第4章 原作編《体育祭》
紫沫SIDE
画面に映し出された種目は障害物競走だった。
「計11クラスでの総当たりレースよ!コースはこのスタジアムの外周役4km。我が校は自由さが売り文句!ウフフフ…コースさえ守れば何をしたって構わないわ!さあさあ、位置につきまくりなさい…」
皆がスタートゲートへと進んでいく。
見学の私が参加するのはここまでだから、もうここに用はない筈なのに、どうしても後少しだけそこにいたかった。

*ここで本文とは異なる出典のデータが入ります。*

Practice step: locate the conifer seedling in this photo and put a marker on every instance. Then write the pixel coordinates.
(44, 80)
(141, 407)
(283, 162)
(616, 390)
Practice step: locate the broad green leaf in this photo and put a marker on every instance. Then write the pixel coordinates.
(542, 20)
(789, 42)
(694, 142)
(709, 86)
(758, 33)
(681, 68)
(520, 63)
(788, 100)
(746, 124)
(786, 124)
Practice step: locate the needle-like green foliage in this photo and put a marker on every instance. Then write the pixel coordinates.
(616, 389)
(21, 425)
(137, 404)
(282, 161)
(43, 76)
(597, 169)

皆の応援をしたい気持ちもあるけれど…どうしても…声をかける事は出来ないから、せめてここで見送りたい。
(轟君…頑張って…!)
そう心の中で呟いたのとほぼ同時に、
「スターーート!!」
睡さんの号令の声が競技場に鳴り響いた。
一斉に走り出した1年生は外に出る為の通路で大渋滞を起こしている。
と、その時、心地のいい冷気が私の頬を掠めた。
「最初のふるい」
(轟君の、"個性"だ)
ゲートから通路の外側まで、一気に氷が張り巡らされる。
「ってぇー!!何だ凍った!!動けん!!
「寒みー!!」
「んのヤロオオ!!」
(やっぱり、凄く綺麗…応援してるよ、轟君)
直ぐに見えなくなった後ろ姿を暫く見つめて、私は今日お世話になるリカバリーガールの元へと向かった。

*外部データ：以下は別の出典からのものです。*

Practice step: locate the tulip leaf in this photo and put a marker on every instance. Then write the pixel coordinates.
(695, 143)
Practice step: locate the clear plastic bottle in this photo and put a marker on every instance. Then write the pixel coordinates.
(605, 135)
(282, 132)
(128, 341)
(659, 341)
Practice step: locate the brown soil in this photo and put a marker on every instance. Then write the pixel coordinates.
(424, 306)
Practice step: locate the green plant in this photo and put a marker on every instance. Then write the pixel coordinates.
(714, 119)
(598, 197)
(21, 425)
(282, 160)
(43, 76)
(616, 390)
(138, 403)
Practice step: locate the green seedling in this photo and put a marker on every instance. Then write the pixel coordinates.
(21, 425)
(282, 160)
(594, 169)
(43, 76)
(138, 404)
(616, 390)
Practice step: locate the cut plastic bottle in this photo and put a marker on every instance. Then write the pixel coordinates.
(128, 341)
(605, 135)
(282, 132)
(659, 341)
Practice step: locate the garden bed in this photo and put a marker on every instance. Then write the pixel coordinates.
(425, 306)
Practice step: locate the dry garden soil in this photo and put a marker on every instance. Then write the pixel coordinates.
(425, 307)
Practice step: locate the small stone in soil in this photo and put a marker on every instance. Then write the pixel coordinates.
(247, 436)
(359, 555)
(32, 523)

《さーて実況してくぜ!解説アーユーレディ!?ミイラマン!!》
《無理矢理呼んだんだろが》
競技場を離れて行く間は、聞こえてくる実況に耳を傾けた。
《さぁいきなり障害物だ!!!まずは手始め…第一関門。ロボ・インフェルノ!!》
その声に私は慌ててスクリーンに目を向ける。
『入試ん時の0P敵じゃねえか!!!』
『マジか!ヒーロー科あんなんと戦ったの!?』
『多すぎて通れねえ!!』
(えっ、ヒーロー科の一般入試ってあんなのと戦うの!?私が受けてたら確実に落ちてた…)

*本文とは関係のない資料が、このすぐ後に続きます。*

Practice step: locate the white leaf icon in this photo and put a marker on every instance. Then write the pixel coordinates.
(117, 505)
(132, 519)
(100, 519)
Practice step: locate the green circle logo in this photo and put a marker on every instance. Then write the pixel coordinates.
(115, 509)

今更自分が雄英高校ヒーロー科にいる事がどれ程凄い事なのかを実感する。
『一般入試用の仮想敵ってやつか』
スクリーンに轟君の姿が映し出されたのを見て、直ぐ様意識をそちらへと向けた。
あの、巨大ロボを目の前にして一切怯む事も迷う事もなく対峙している姿に思わず格好いいなんて思ってしまう。
けれど、轟君の目つきが変わった事に気が付いた。
『クソ親父が見てるんだから』
そして、一瞬にして巨大ロボは凍らされてしまったのだ。